This is a question related to local fields, particularly on page 48 of Local fields by Serre. Let $A$ be a Dedekind domain with field of fractions $K$. Let $V$ be a finite dimensional vector space over $K$. A lattice of $V$ (with respect to $A$) is a sub-$A$-module $X$ of $V$ that is finitely generated and spans $V$. In the first section of chapter 3, Serre proceeds to define what $\chi(X_1, X_2)$, $X_1,X_2$ lattices in $V$.
The question is regarding a statement at the very end of Section 1 (on page 48) after proposition 2. Let $n= [V :K]$ and let $W = \wedge^nV$ ; it is a one dimensional vector space over $K$. To each lattice $X$ of $V$, let us associate $X_W = \wedge^n X$, which may be identified with a lattice of $W$.
I am unable to understand the next statement which says `` as [W:K] =1, if $D$ and $D'$ are two lattices of $W$, there is a unique nonzero fractional ideal $\mathfrak{a}$ of $K$ such that $D' = \mathfrak{a}D$.

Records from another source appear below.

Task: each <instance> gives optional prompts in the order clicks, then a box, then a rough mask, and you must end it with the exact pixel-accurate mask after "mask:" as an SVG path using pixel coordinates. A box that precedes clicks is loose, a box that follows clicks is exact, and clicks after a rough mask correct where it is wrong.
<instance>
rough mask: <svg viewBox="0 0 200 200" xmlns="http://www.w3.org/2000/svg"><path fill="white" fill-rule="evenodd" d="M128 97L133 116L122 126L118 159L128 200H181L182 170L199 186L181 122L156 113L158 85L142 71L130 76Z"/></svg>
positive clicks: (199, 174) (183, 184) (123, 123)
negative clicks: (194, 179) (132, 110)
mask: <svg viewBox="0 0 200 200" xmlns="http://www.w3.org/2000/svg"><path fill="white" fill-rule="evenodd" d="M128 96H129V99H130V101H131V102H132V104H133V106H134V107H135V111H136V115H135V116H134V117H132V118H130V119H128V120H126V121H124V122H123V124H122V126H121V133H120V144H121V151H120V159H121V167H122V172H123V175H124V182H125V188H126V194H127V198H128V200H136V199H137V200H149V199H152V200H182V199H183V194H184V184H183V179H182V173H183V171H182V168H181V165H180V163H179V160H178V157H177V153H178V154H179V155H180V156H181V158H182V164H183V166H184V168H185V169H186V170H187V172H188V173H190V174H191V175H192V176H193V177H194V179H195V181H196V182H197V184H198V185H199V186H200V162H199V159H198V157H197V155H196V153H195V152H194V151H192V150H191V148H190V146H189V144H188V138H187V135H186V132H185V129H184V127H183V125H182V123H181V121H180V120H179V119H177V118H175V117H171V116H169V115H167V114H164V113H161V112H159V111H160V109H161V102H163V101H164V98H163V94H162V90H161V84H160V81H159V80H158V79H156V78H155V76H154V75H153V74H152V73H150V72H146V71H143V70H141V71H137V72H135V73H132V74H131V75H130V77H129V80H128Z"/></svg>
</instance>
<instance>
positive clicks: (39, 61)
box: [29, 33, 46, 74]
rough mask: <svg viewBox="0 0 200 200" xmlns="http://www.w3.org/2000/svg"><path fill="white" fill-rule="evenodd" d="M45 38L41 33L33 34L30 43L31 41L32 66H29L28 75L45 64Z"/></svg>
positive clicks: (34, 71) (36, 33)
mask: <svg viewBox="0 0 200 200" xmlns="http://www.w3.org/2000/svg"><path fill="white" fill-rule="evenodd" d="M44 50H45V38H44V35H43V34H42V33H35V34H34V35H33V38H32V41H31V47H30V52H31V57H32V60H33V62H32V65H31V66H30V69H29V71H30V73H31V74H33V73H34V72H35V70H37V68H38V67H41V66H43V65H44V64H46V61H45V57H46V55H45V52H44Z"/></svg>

Please, can anyone clarify this?
Thank you
I don't have Serre's book in hand but if $D$ is a lattice in $W$, who has dimension $1$ over $K$, then $D$ can be thought as a fractional ideal of $A$, since it's a finitely generated $A$-submodule of $K$, so $ \frak a = \frak d'\frak d^{-1}$, where $\frak d$ and $\frak d'$ denote the fractional ideals of $D$ and $D'$, respectively.